Lili s’en va en Afrique et revient en France, repart et revient, seule. Lili, c’est Romane Bohringer. L’Afrique, c’est le Sénégal, Agnam plus précisément. La France, c’est Cherbourg. Entre ces trois-là se construit une représentation de la figure maternelle, déclinée sous toutes ses couleurs et ses abords, pays, mer… une belle figure hors temps et hors culture. Les femmes, ici et là-bas, sont lumineuses. Mais il y a également le film, Lili et le baobab (arbre symbole du Sénégal), et une critique qui a voulu croire que depuis Jean Rouch, filmer l’Afrique, filmer la France, filmer les relations entre les Blancs et les Noirs ne découlait pas simplement d’un humanisme bon marché.
Partie photographier des équipements financés par la mairie de sa ville, Lili découvre le petit village d’Agnam. Intimidée et gênée par la barrière linguistique – les moments les plus intéressants du scénario, petits bouts de conversation constitués d’incompréhension et de grande écoute – intimidée donc, la jeune femme se lie avec Aminata, femme pauvre et isolée. De la discrétion, de la sensibilité, du silence autour de Lili qui ne comprend pas tout et voudrait faire plaisir. Bouleversée par ces femmes africaines et par cet intérêt porté à sa propre vie familiale (fille unique, sans enfant), Lili décide de s’occuper d’Aminata qui, tout en restant célibataire et sans le dire à personne, a donné naissance à Djibril. La communauté ne peut accepter cet affront et seule Lili pourra sauver la mère et l’enfant de la vindicte villageoise.
Après avoir découvert l’Afrique il y a dix ans et tourné un documentaire là-bas (La Vie en chantier, 1996), Chantal Richard réalise ici son premier long métrage de fiction, film déjà récompensé dans divers festivals, notamment africains. Chantal Richard connaît le continent noir, Agnam est sa seconde vie et cette histoire d’adoption porte en creux son propre témoignage. Elle plante ainsi la caméra dans des lieux qui l’ont vue s’émerveiller et s’interroger. Malheureusement, le filmique ne réussit pas à bouleverser le vécu de la cinéaste, le parti pris de la mise en scène ne séduit guère.
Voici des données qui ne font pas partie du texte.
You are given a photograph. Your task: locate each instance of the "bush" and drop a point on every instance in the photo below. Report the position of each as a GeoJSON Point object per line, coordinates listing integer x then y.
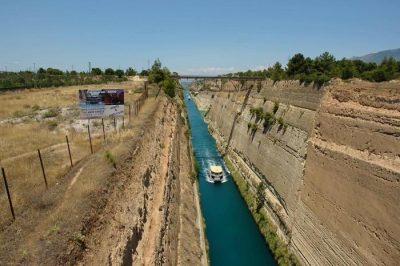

La barrière linguistique permet de travailler autant sur le geste que sur la parole, mouvement du corps, intensité des regards, hésitations, dessins sur le sable. Et elle a su prendre, chez un cinéaste comme Jean Rouch, une profondeur cinématographique : car le geste puis la parole ont décidément un envers filmique, mouvement de caméra, image, champ contre-champ, monologue. À trop se soucier de communication et non de cinéma, Chantal Richard a laissé sur le bas-côté, derrière le baobab, la profondeur de la communion. L’héroïne ne donne rien, sauf l’image d’une bonne blanche qui fait de l’humanitaire – car Lili ne sympathise pas, elle fait de l’humanitaire. « Y’a bon les blancs » comme dirait Marco Ferreri… Et la réalisatrice n’a pas planté sa caméra à Agnam au Sénégal, mais à… Liliville. Le point de vue se défend aisément, c’est celui de Lili mais, malencontreusement, il se retourne contre elle. L’héroïne est donc égocentrique, elle regarde mais ne voit rien, et le monde tourne autour de son nombril. Mais tourne tellement autour de son corps que la réalisatrice a construit sa mise en scène en fonction du visage de Lili, de la sueur de Lili, de la nuisette de Lili, de l’appareil photo de Lili, de la valise de Lili, de la bague de Lili… et qu’un des rares plans de paysages africains, un des rares plans qui montrent ce que l’héroïne voit de ce lieu – enfin son regard, à elle – a été filmé en panoramique, tour complet du panorama, tour qui tourne autour de Lili. Somme toute, cette idée de mise en scène ne peut convaincre car aucune identification ne s’installe, faiblesse et force du personnage n’existent pas, le point de vue est rétréci jusqu’au minimum. Même si un cinéaste décide de rester enfermé avec son personnage, celui-ci doit avoir un regard (d’autant que l’héroïne, ici, est photographe et qu’elle a un point de vue à défendre), regard qu’il partage avec le spectateur, pour l’interroger, le prévenir, le provoquer, l’expulser, le contraindre, le bouleverser, l’inciter, le dégoûter et ce regard est cinématographique. Que Lili soit égoïste, certes, mais le geste filmique ne doit pas l’être. Dommage, car il y a chez Chantal Richard, dans ses propos tenus lors d’entretiens à propos de ce film, une authentique bonne foi.